This blog post examines the limitations of the AC system that has dominated power for 130 years and explores why DC is gaining renewed attention.
At the end of the 19th century, when electricity was first invented, humanity stood at a historic crossroads, needing to establish a standard for power supply. It was clear electricity would become the power source for industry and homes, and the future power system would be determined by how this electricity was efficiently supplied. The two geniuses who clashed during this critical period were Edison, who advocated for direct current (DC), and Tesla, who championed alternating current (AC). Edison argued that power should be supplied via direct current (DC), where the direction and magnitude of the current remain constant, while Tesla insisted on alternating current (AC), where the direction and magnitude periodically change. Their rivalry transcended a mere technical debate; it was a crucial choice that would determine humanity’s power supply method and way of life. This process sparked in-depth discussions on the advantages and disadvantages of various power transmission methods.
Edison’s insistence on direct current was closely tied to his invention, the incandescent light bulb. Incandescent bulbs required a stable voltage and a constant current flow, making direct current power suitable. Edison championed direct current, emphasizing its inseparable relationship with his invention. However, technically, direct current suffered from significant power loss when transmitted over long distances. Tesla, on the other hand, supported the alternating current (AC) system, which could solve the efficiency problem in long-distance transmission. Power loss was a major issue at the time, and AC had a significant advantage in reducing losses over long distances because voltage could be easily stepped up using transformers. Consequently, Tesla’s AC system ultimately prevailed, and today, AC current is commonly used via transformers and outlets.
Recently, however, efforts to switch back to direct current (DC) are emerging in various places, challenging AC’s status as the standard power supply method for over 130 years. What could be driving this change?
Just as a person bends or stretches to avoid an obstacle, electricity also changes its flow when encountering resistance in a circuit. Resistance is the obstacle that hinders the flow of electricity in a circuit, and it causes some of the electrical energy to be lost. Reducing this resistance during power transmission is a critical challenge for improving efficiency. In direct current (DC) systems, this resistance remains constant. However, in alternating current (AC) systems, the direction of the current periodically changes, generating additional resistance. This is called reactance, and the resulting power loss is known as reactive power. Reactive power is included in the current but is surplus power that cannot be practically used as an energy source. While this is not a major issue for short transmission distances, as distances increase, the resistance and reactance of the lines grow, causing reactive power to rise and transmission efficiency to decrease. In other words, AC systems can become inefficient for long-distance transmission.

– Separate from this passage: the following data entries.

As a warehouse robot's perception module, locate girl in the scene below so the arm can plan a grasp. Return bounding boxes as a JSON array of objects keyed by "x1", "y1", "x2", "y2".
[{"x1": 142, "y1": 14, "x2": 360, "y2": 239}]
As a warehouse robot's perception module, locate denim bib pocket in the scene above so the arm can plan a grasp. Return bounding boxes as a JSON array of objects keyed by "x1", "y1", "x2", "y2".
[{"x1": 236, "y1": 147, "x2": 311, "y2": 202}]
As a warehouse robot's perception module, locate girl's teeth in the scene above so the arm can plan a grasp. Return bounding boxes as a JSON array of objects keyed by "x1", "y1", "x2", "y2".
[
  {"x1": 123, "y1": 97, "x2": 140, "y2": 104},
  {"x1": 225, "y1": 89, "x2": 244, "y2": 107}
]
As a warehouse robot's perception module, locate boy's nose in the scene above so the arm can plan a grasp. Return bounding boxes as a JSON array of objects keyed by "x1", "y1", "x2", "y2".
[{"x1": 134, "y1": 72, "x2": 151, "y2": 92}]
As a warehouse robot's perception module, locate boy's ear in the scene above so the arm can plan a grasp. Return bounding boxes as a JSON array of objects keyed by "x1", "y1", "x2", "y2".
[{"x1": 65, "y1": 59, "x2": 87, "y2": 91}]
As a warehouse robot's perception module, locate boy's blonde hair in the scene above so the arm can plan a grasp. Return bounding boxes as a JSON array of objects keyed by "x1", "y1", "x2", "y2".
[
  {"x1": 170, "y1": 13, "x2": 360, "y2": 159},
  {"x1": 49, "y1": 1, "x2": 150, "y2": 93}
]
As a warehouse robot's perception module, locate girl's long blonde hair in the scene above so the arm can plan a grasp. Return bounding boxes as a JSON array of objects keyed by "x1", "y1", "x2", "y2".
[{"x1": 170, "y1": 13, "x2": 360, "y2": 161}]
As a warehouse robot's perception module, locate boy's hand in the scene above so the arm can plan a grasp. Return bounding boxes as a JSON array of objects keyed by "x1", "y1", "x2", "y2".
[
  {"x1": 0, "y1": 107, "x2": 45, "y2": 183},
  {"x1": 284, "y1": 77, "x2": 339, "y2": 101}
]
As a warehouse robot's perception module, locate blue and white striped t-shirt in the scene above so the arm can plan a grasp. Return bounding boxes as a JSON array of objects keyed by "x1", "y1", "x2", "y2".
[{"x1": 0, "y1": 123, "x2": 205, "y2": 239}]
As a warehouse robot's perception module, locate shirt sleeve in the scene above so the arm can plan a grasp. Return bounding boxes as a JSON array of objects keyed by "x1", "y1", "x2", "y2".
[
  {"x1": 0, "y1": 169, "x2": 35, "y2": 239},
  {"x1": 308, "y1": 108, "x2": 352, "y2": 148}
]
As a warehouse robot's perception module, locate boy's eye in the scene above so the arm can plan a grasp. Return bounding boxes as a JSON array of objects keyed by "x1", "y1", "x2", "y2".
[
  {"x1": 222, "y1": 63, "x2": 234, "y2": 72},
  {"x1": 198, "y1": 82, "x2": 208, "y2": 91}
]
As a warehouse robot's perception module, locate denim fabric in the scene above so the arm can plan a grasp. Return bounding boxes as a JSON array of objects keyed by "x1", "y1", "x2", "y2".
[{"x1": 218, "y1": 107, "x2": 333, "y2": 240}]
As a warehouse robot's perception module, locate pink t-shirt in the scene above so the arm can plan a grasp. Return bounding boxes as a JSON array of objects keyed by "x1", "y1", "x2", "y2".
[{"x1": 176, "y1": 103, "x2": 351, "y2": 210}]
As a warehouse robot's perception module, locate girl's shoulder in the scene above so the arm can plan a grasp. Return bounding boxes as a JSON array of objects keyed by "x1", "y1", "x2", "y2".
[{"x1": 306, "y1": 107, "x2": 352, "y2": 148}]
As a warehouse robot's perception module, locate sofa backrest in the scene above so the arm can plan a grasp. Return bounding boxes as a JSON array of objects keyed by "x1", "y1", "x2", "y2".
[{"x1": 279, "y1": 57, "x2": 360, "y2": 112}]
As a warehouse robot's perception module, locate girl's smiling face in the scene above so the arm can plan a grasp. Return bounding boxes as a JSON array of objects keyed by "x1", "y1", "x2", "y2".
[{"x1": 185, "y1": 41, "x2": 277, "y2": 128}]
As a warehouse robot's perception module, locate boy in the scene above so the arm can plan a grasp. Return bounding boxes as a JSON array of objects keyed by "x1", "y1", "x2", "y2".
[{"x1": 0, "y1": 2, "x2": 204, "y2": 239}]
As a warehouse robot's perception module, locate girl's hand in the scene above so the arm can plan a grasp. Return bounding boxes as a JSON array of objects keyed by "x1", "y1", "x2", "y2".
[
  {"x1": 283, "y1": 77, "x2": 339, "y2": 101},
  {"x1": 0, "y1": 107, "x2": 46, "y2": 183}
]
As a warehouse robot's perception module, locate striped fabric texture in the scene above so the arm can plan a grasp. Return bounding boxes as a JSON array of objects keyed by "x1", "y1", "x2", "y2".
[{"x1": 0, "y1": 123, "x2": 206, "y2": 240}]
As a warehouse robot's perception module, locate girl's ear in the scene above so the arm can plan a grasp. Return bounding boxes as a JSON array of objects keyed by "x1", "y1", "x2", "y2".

Furthermore, beyond the amount of power loss during transmission, the method of transmitting power economically is also crucial. When using AC, the magnitude of both current and voltage constantly fluctuates, necessitating design considerations for all possible variations. In contrast, DC systems feature current flowing in a constant direction, reducing design complexity and lowering equipment and installation costs. Furthermore, reactance—a phenomenon unique to AC—does not exist in DC systems, making DC relatively more stable and suitable for high-capacity transmission. From this perspective, DC systems hold the potential to deliver power more stably and economically.
High Voltage Direct Current (HVDC) technology is emerging as a new solution driven by technological advancements. This method converts the high-voltage AC power generated at power plants into DC using conversion equipment for transmission, then reconverts it back to AC at the receiving end using converters for use.
While converting the DC voltage itself is difficult, semiconductor devices like **thyristors** or IGBTs can now generate high-voltage DC. The DC system is stable because the current direction is constant, eliminating reactance. Furthermore, it has no reactive power, making it more efficient than AC systems.
HVDC technology, with these diverse advantages, is already being utilized in various fields. In South Korea, since the late 1990s, subsea cables have connected Jeju Island to Jindo and Haenam, enabling DC power transmission. In Europe, interconnecting national power grids is building a continent-wide power supply system. Furthermore, it is well-suited for transmitting power from offshore wind farms, a form of renewable energy, enabling stable power supply.
Of course, since power grids based on AC have already been established over the past 130 years, converting them to DC in the short term presents significant challenges. Furthermore, issues such as harmonic problems arising when converting high-voltage AC to DC must be resolved for commercialization. Nevertheless, if these problems are solved through continuous research and technological advancement, DC systems will establish themselves as a core technology for eco-friendly and efficient power grids in the near future.
Although Edison lost the War of Currents 130 years ago due to the limitations of DC systems, today, with advanced technology, DC power supply is being re-examined, effectively marking the beginning of Edison’s revenge.